Travel Grants

Dr Sintip Pattanakuhar

Dr Sintip Pattanakuhar, a Rehabilitation Physician, and Dr Buddharaksa Rajchagool, a second year Rehabilitation Medicine resident, received a 2020 SCI Collaboration Grant to attend ISCoS 2020:Virtual. They both work within the Department of Rehabilitation Medicine, Faculty of Medicine at Chiang Mai University in Thailand.

Two areas of their research, which Dr Pattanakuhar presented at ISCoS, are sleep problems for people with spinal cord injury in Thailand, and osteoporosis in spinal cord injury.

L-R: Sintip Pattanakuhar, Buddharaksa Rajchagool

Dr Pattanakuhar and Dr Rajchagool share their experiences from the conference.

Dr Pattanakuhar:

“With the SRI Collaboration Grant, our goal for attending the ISCoS 2020 virtual conference, which is to obtain international research collaborations, has been accomplished. We had an opportunity to present three posters and one oral presentation, to which we received many questions and suggestions from peer-researchers. We answered all of them and plan to request further suggestions via email in the future. For example, we plan to follow up with Dr Jillian Clark from South Australian SCI Research Center about her experience of conducting osteoporosis studies in people with SCI.

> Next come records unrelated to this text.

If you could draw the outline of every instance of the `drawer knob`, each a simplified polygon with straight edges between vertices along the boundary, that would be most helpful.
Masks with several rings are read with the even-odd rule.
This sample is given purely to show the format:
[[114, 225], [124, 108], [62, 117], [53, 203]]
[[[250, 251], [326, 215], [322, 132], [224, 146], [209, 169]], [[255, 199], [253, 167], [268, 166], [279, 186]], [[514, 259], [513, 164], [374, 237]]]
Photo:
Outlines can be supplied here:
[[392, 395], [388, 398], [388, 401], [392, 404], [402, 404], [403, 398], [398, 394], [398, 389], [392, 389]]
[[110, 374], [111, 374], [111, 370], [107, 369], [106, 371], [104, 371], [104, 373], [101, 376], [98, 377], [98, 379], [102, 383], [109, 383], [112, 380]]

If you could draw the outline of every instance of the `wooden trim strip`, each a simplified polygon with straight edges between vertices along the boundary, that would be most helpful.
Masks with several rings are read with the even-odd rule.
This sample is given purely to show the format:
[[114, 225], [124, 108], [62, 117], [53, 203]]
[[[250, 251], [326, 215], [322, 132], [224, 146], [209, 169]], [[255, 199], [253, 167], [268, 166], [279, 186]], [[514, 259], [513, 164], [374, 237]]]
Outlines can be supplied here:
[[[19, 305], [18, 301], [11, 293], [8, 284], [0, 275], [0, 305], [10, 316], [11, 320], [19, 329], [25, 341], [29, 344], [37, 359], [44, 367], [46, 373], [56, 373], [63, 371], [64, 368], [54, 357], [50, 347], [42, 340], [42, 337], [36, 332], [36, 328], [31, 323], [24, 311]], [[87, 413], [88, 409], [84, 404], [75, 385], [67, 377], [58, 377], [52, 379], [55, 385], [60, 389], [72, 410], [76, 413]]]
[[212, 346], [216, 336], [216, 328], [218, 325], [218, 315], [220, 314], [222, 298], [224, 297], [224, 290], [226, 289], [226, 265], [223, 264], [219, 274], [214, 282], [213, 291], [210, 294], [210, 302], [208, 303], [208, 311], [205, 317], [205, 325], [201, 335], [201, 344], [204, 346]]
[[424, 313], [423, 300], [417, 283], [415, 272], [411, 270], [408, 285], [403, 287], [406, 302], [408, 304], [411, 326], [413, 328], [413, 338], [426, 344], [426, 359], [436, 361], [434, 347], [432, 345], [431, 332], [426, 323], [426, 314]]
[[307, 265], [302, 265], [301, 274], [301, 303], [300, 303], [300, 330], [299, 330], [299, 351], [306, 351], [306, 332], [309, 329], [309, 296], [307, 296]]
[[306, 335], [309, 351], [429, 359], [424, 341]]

We also had an opportunity to attend many lectures, workshops, oral and poster presentations, where we asked questions and provided comments on their to facilitate collaboration. For example, we have emailed Prof Andrei Krassioukov from University of British Columbia, asking about the research investigating cost-effectiveness of using single-use, self-administrated urinary catheters he presented. We received a very nice response from him, and had a Skype meeting and plan to conduct a study to investigate cost-effectiveness of using this type of catheter in an inpatient setting in Thailand. Although the previously mentioned collaborations look very exciting,  we think the most important benefit we have had from this grant is to have a collaboration with the Spinal Research Institute, both in research-direct (I plan to consult Dr Marnie Graco from SRI about conducting sleep researches in people with SCI in Thailand) and indirect ways (an opportunity to involve in Spinal Cord Research Hub (SCoRH) and receiving information regarding further SRI projects). We would like to thank the SRI for this grant that brought me these invaluable opportunities and I wish to expand these benefits to all my SCI patients as much as possible.”

Dr Rajchagool:

“This was my first time ever of participating in an international conference, even though it was virtual the experience and knowledge I received were invaluable. As I have only been in rehabilitation medicine and worked with SCI patients for just over a year, there is much more to learn about. The contents that were particularly interesting were how well healthcare systems in developed countries provide SCI patients, from emergency helicopter patient transfer to incredibly early decompression surgery to great rehabilitation facilities and staff, and social reintegration for patients. Moreover, many studies and research about technology and stem cells are emerging so quickly! On the other hand, getting to know similar challenges in caring for patients with SCI among developing countries like mine also inspire me. People work with dedication to constantly find new ways to improve SCI patient’s quality of life. Seeing this as a big picture, I will endeavour to contribute to lives of people with disabilities.”